By definition, of course, a source in Chinese will be inaccessible to anyone “outside the Chinese-speaking world” unless it has been translated. Since none of the document collections she uses has been translated into English or any other language, what Chang says is true, strictly speaking. But they are far from new sources. As far as I can determine, the primary sources listed in the bibliography consist of published materials available in any major research library. The ten items listed under “First Historical Archives of China,” for instance, very frequently cited in the footnotes, are all owned by the Harvard-Yenching Library. That is to say, contrary to Chang’s suggestions, the documents that underpin her study have long been available to anyone who has been trained in Chinese history and can read Chinese.

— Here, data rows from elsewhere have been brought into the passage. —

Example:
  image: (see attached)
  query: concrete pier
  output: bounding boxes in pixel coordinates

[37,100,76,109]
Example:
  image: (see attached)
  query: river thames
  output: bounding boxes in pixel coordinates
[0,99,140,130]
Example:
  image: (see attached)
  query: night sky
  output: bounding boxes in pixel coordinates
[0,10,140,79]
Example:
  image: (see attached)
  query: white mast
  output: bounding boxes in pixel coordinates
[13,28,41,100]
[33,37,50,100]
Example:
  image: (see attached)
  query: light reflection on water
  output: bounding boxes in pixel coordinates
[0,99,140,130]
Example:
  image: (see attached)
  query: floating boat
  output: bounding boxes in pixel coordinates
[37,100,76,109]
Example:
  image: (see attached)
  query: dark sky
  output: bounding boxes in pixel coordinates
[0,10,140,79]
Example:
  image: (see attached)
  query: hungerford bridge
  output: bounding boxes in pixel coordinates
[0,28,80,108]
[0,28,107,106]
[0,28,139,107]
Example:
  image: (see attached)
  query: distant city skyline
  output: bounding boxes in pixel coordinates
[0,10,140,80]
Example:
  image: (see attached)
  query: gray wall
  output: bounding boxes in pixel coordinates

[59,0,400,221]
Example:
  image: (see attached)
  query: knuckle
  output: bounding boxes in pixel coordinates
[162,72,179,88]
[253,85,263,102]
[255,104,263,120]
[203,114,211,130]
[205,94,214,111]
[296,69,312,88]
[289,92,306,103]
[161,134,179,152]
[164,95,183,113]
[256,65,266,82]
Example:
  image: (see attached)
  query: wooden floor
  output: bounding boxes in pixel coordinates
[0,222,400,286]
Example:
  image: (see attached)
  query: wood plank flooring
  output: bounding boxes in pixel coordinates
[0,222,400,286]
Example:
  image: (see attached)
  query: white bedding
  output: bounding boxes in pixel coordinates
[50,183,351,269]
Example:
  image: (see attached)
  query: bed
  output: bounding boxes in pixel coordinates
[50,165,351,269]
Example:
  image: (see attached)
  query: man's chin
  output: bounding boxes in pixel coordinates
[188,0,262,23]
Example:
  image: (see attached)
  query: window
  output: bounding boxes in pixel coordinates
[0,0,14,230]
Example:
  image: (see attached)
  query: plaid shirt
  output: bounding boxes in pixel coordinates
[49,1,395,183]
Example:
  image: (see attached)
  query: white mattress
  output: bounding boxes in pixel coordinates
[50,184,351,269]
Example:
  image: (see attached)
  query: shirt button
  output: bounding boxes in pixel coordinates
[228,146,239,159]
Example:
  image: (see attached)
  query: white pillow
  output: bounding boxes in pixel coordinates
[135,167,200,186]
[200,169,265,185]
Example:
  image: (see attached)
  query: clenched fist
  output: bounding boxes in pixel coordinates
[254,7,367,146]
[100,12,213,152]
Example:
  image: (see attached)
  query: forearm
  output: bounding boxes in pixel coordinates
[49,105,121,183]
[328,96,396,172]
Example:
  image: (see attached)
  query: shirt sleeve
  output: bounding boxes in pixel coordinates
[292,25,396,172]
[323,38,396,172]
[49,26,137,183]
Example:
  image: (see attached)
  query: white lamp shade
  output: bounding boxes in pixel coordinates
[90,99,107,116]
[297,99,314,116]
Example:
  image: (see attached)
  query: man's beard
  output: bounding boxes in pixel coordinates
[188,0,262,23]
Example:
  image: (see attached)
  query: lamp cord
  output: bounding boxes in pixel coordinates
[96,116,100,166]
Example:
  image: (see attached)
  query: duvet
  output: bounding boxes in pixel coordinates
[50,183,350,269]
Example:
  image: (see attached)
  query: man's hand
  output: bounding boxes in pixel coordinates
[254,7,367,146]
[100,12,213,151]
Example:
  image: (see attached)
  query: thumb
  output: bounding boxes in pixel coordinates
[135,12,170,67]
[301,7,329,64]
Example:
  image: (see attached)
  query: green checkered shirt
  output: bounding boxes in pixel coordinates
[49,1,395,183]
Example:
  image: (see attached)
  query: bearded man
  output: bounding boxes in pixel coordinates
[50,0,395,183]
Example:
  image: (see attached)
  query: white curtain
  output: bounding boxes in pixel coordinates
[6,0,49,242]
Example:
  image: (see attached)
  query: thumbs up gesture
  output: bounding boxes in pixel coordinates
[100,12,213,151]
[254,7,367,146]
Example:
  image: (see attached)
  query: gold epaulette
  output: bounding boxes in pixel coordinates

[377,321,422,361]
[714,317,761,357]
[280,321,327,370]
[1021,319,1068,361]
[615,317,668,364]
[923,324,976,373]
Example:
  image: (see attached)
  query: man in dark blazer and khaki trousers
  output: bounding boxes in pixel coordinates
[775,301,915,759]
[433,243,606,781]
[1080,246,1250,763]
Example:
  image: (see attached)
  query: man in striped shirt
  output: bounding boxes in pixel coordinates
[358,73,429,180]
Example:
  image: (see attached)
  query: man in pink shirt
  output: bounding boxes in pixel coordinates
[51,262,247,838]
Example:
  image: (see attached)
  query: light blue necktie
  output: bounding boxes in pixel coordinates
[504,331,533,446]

Whether Chang was given special access to collections in the First Historical Archives is harder to say. If she was, there is little evidence of this in the book. Among the documents cited, only three are identified according to provenance in an unpublished archival holding. So there does not seem to be any reason to believe her work depends upon some previously hidden store of materials.2

As for the claim of analytical novelty, I doubt her interpretation of “Cixi the reformer” will surprise many Qing specialists. Rhoads, for one, refers to Cixi’s push for change in the dynasty’s last decade, and in her 1975 dissertation (which escaped Chang’s attention), Sue Fawn Chung also discussed the empress’s steps toward reform.3

Perhaps the most interesting angle on this book—and Mirsky points to this in his final paragraph—is that it slots neatly into the preoccupation among many intellectuals today about the parallels between the current period of reform and that of 1898–1911, when Cixi was in power. China’s leaders seem to be looking back and asking, What is the right pace for reform? How much is enough? How to avoid the fate of the Qing, which reformed itself out of existence?

Mark C. Elliott
Director
Fairbank Center for Chinese Studies
Harvard University
Cambridge, Massachusetts

Jonathan Mirsky replies:

Mr. Elliott has amplified clearly the points I was trying to make.